Les réflexions qu’opère Alice sont toutes intelligentes et celle qui sous-tend toutes les autres, la question compulsive de l’identité, est remarquablement réussie (car à la fois drôle et intelligente).
[version originale]
« “I wonder if I’ve been changed in the night? Let me think: was I the same when I got up this morning? I almost think I can remember feeling a little different. But if I’m not the same, the next question is, Who in the world am I? Ah, that’s the great puzzle!” And the began thinking over all the children she knew that were of the same age as herself, to see if she could have been changed in any of them. »
« Who am I then? Tell me that first, and then, if I like being that person, I’ll cope up: if not, I’ll stay down here till I’m somebody else ».
[traduction de Henri Bué]
« “Peut-être m’a-t-on changé dans la nuit ! Voyons, étais-je la même petite fille ce matin en me levant ? Je crois bien me rappeler que je me suis trouvée un peu différente. Mais si je ne suis pas la même, qui suis-je donc je vous prie ! Voilà l’embarras.” Elle se mit à passer en revue dans son esprit les petites filles de son âge qu’elle connaissait, pour voir si elle avait été transformée en l’une d’elles. »
« Ils auront beau passer la tête là-haut et me crier, Reviens auprès de nous, ma chérie ! Je me contenterai de regarder en l’air et de dire, dites-moi d’abord qui je suis, et s’il me plaît d’être cette personne-là, j’irai vous trouver ; sinon, je resterai ici jusqu’à ce que je devienne une autre petite fille. »
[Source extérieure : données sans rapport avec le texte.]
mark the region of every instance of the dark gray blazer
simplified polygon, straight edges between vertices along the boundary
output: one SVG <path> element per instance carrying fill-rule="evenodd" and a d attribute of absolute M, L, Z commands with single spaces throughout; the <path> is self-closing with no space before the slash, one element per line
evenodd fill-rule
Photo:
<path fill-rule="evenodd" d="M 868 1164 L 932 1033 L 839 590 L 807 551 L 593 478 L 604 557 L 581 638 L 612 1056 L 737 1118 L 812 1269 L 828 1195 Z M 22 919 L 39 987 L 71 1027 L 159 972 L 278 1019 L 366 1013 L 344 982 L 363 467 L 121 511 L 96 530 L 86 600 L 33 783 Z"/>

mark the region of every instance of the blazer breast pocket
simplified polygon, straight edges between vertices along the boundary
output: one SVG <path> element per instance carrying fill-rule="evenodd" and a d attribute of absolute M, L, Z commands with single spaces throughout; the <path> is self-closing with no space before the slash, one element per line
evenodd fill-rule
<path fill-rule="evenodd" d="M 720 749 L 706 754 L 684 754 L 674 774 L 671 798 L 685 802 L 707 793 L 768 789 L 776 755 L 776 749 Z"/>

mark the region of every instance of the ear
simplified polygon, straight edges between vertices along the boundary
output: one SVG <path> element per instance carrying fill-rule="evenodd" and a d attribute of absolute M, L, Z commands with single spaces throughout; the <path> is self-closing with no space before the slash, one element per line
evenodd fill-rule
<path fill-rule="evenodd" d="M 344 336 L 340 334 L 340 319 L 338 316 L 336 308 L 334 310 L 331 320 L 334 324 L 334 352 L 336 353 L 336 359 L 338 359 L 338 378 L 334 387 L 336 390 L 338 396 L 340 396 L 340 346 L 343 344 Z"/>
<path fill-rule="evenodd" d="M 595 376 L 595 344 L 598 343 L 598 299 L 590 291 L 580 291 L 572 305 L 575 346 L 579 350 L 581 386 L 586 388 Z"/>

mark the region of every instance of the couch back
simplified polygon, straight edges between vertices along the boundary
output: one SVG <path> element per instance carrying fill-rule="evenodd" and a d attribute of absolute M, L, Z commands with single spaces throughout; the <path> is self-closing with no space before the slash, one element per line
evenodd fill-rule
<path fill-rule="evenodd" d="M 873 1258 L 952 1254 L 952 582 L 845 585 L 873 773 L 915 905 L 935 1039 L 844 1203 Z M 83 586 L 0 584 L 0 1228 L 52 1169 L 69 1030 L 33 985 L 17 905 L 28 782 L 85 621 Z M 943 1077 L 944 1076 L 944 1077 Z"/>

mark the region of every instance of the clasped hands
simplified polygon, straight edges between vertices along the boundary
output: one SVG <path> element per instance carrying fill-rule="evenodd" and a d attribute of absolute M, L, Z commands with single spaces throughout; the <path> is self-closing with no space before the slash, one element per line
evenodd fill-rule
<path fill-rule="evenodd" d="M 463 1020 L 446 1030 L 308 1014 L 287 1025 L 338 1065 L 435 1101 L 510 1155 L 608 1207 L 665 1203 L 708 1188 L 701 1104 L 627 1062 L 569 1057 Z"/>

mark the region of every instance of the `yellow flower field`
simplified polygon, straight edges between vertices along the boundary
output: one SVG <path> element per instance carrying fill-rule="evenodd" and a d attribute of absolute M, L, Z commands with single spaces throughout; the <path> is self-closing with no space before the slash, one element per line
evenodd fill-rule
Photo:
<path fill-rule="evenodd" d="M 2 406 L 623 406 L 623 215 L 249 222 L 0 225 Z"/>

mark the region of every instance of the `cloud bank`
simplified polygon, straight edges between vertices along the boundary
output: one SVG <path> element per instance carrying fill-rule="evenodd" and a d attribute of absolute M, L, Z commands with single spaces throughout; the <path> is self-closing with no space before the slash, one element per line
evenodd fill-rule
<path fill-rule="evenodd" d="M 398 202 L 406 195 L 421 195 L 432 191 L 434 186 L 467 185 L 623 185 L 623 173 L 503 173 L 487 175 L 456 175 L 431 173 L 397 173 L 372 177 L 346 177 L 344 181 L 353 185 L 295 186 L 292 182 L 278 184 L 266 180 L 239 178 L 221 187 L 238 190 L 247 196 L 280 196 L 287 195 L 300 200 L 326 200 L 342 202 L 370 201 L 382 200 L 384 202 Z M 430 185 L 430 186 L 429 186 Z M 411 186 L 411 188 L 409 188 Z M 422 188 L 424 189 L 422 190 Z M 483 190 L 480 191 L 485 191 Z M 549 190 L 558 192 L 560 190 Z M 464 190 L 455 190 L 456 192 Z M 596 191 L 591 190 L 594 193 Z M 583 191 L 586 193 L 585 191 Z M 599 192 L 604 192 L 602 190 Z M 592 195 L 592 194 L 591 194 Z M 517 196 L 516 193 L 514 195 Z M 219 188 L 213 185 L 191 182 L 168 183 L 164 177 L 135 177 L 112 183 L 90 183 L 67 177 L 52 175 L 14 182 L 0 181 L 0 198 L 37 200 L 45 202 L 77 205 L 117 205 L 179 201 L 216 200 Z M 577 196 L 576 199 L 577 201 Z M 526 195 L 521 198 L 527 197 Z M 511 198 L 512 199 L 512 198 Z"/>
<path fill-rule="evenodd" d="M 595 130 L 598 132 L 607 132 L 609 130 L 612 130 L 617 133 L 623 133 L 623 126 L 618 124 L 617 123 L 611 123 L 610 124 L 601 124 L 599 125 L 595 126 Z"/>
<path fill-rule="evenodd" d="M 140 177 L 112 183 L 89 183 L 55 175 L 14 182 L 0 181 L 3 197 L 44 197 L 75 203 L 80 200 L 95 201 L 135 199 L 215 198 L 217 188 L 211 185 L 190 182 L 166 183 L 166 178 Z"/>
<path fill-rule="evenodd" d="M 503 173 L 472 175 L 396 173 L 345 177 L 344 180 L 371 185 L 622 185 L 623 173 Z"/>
Si vous voulez lire ce livre, je vous conseille de l’acheter avec les illustrations originales, celles de John Tenniel (qui, pour l’anecdote, a aussi été le premier à dessiner le père Noël dans la forme traditionnelle qu’on connaît aujourd’hui). Ses dessins d’Alice et du Pays des Merveilles sont magnifiques. Jetez aussi au passage un coup d’œil aux peintures de Salvador Dali d’Alice et de son univers. On retrouve la folie du récit dans les tableaux du peintre.
En résumé, lire ce livre est une expérience unique en son genre. C’est un voyage. Une aventure. Il faut alors accepter la folie du récit. Et comprendre au final que nous somme tous fous, chacun à notre façon. N’est-ce pas ce que dit le Chat du Cheshire lorsqu’il parle la première fois avec Alice :
« Je ne veux pas fréquenter les fous », fit observer Alice.
« Vous ne pouvez pas en défendre, tout le monde est fou ici. Je suis fou, vous êtes folle. »
« Comment savez-vous que je suis folle ? » dit Alice.
« Vous devez l’être », dit le Chat, « sans cela vous ne seriez pas venue ici. »
Ce que le Chat pourrait nous rétorquer à nous lecteur, une fois le livre fini : « Vous devez être fou, sans cela vous n’auriez pas lu — et apprécié — cette histoire ».
Edgar Dubourg
Un Commentaire
J’adore ce conte. Pour moi, Alice, débarquant à son insu dans ce monde farfelu, doit surmonter bien des épreuves, la première étant de trouver en elle-même les facultés d’adaptation nécessaires à son cheminement. Un véritable conte philosophique.